Sony Pictures Entertainment moves up the opening of 'Michael Jackson: This Is It' to Oct. 28 and will put tickets on sale more than a month before the first showing.

August 21, 2009|Chris Lee

Aiming to create a cinematic happening for its newly acquired Michael Jackson movie, Sony Pictures Entertainment announced Thursday that "Michael Jackson: This Is It" will be released in a limited two-week run, and moved up its opening by two days to Oct. 28.

In an attempt to stoke fan anticipation for the film, the studio is taking the unusual step of putting tickets on sale Sept. 27, more than a month before the film arrives at multiplexes.

The movie draws on more than 80 hours of behind-the-scenes and rehearsal footage shot in the buildup to Jackson's sold-out London concerts, which were to begin last month.
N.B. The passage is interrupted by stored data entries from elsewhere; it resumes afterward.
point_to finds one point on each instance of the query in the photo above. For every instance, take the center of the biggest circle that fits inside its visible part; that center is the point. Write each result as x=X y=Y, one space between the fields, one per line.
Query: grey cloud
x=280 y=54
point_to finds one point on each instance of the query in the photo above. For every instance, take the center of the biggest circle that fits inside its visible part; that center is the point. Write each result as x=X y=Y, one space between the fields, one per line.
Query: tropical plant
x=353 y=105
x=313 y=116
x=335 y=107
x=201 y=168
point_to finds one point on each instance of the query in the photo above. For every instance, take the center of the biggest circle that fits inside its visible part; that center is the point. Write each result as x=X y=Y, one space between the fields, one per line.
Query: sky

The 50-year-old singer was found dead in his rented Holmby Hills mansion June 25.

"As we began assembling the footage for the motion picture we realized we captured something extraordinary, unique and very special," the film's director, Kenny Ortega, said in a statement.

Ortega, the director-choreographer behind Walt Disney Co.'s lucrative "High School Musical" franchise and the movie "Dirty Dancing," as well as being Jackson's creative partner on his "Dangerous" and "HIStory" tours, worked closely with the performer as director of Jackson's "This Is It" concerts.

"For the first time ever, fans will see Michael as they have never seen him before -- this great artist at work. It is raw, emotional, moving and powerful footage," Ortega said.

Disney used a similar unorthodox release strategy for its 2008 3-D concert movie "Hannah Montana/Miley Cyrus: Best of Both Worlds" that drove attendance in its opening weekend and resulted in a surprise No. 1 hit.

Sony's Columbia Pictures division paid concert promoter AEG Live $60 million for the rights to make a feature-length movie out of the "This Is It" rehearsal footage.

Moving the release date of "This Is It" to Oct. 28, a Wednesday, also makes solid tactical sense for Sony with Halloween being one of the toughest weekends of the year at the U.S. box office.

Contrary to earlier reports, filmmakers said "This Is It" would not contain sequences shot in 3-D.